The distance game is crucial for both women, as “Blonde Fighter” wants to be at a kickboxing range where she can get off sharp front kicks and pop out jab after jab from a distance. Maia would like nothing more than to glom on to Chookagian, thus taking that effective skill set away and transforming the flyweight tilt into a dirty boxing affair. The Brazilian would vastly prefer, from this close range, to power her opponent to the canvas and look for submissions while racking up grinding top control time. Maia’s best chance in their first fight came when she grounded Chookagian in the third frame, doing so by picking her up in the air and dropping her down to the mat. If she can do this early, stealing the first round and doing enough to win at least one more, she could snag a decision. From what each woman has displayed lately, Chookagian will do what she does best, picking and poking her way to an efficient decision. As a parlay option for any other play on the card, Fight Goes to Decision at -350 is a virtual freebie.

Charles Rosa (+205)

The call for Rosa to come in on a few days’ notice, up a weight class no less, against T.J. Brown is not necessarily done so with the utmost of confidence for the Massachusetts man. Rosa is a durable, able and effective grappler, and he is a fighter who does not take a great deal of risks. His perfect win-loss-win-loss pattern has gone on for 11 appearances in a row. He prevails by either doing enough on the ground or hitting a submission, or he falls short when someone better on the ground shuts him down. Rosa is at best an opportunist, while Brown has shown to go wherever the wind may take him, and on the largest stage, it has largely been to his detriment. At this stage of his career, the 31-year-old Brown should not be a -250 favorite against anyone in the company, let alone a competent vet like Rosa.

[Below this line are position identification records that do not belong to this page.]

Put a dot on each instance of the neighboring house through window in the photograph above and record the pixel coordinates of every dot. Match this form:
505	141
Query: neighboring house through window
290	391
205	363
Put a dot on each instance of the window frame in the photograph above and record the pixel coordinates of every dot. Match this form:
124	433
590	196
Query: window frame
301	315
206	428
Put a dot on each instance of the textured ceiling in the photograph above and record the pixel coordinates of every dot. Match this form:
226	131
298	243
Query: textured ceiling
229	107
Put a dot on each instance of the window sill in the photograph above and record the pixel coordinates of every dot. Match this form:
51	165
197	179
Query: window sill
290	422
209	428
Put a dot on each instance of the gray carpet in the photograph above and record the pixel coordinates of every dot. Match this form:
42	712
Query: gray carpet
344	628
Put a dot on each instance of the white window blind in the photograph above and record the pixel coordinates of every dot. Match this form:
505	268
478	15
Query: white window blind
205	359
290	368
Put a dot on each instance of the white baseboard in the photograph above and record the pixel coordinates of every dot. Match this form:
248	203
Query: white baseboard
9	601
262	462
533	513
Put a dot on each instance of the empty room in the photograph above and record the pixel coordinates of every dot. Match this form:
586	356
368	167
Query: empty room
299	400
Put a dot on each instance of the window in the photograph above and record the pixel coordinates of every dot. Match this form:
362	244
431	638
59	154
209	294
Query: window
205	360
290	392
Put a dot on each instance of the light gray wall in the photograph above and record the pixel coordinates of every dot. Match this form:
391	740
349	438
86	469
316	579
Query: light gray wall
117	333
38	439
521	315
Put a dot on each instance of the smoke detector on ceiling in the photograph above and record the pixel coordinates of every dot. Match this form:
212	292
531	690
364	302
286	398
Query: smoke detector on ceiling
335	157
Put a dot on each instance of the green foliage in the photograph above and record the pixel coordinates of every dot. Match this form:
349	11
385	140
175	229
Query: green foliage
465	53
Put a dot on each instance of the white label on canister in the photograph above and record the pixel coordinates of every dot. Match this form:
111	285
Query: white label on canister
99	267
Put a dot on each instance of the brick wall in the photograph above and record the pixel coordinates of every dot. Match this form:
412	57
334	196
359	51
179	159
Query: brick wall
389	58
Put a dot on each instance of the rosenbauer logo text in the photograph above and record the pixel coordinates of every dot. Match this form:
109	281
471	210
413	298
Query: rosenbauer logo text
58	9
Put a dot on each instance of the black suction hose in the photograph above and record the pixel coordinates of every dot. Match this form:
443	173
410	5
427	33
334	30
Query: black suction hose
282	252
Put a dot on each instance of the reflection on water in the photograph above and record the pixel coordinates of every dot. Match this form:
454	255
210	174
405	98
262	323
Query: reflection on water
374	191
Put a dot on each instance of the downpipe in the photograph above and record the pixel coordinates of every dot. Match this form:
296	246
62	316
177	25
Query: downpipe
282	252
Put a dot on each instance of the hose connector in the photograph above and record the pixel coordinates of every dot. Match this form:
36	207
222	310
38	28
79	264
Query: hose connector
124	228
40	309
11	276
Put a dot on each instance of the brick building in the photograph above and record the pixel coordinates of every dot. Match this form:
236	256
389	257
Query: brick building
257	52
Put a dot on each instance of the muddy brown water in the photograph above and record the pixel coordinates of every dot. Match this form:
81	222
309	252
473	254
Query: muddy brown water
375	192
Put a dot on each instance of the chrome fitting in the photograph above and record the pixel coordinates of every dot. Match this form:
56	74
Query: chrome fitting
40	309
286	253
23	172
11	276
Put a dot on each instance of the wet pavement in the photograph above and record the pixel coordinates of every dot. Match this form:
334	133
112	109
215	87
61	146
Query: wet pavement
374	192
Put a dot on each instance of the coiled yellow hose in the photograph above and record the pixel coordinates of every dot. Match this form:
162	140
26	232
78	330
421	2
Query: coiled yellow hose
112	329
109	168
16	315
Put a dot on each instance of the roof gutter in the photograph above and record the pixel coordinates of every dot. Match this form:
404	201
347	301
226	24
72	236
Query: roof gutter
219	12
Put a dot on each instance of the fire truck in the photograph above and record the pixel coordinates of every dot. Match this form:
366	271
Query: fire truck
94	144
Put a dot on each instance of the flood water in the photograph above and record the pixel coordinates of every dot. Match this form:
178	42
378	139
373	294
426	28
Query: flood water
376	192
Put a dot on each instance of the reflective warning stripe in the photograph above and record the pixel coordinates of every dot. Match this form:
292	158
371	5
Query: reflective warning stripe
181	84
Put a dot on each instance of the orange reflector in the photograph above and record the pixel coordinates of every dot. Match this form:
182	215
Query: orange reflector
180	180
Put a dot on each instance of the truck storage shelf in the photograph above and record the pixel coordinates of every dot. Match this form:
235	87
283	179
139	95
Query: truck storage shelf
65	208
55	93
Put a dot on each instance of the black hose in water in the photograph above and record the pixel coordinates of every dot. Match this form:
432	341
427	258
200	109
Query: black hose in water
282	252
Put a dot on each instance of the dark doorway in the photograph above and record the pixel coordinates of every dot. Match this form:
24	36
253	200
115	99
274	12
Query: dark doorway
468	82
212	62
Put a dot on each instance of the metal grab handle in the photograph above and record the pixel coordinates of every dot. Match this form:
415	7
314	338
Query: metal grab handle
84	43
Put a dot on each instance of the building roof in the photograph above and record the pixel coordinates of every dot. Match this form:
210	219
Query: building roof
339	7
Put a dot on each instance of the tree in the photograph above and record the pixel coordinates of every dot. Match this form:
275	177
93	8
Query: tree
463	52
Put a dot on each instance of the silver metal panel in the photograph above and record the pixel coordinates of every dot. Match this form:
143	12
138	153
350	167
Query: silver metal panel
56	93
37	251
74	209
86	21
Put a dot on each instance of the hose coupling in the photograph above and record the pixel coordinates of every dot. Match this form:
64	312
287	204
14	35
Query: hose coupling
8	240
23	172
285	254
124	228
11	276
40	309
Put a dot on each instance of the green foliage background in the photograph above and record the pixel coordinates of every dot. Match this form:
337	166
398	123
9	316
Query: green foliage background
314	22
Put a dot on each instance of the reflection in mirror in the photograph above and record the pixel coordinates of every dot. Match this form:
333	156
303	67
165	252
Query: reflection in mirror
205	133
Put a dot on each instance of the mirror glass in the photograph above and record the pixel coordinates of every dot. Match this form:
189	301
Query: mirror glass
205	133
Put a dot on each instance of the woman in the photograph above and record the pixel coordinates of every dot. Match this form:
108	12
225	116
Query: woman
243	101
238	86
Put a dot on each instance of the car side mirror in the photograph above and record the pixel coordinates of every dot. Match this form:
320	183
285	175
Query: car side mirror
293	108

Rosa will be jumping up on short notice against an opponent who arguably has lost all three of his UFC appearances, as Brown’s split decision over Kai Kamaka III was a serious contender for “Robbery of the Year,” though it was ultimately overshadowed by the madness that was Alesha Zappitella-Jessica Correa Delboni and Gleison Tibau-Rory MacDonald. An exciting Glory MMA product, “Downtown” Brown has earned most of his career wins by stoppage, with several head kick finishes to his credit. Brown may find himself in a sink-or-swim encounter if the two go to the ground. Danny Chavez thoroughly outgrappled him, and Jordan Griffin put him to sleep when Brown tried to implement his own takedown game. The intangible of taking the fight this week could work to Rosa’s disadvantage, but his submission game should play the difference maker in this lightweight fight as he looks to spring the sizable upset.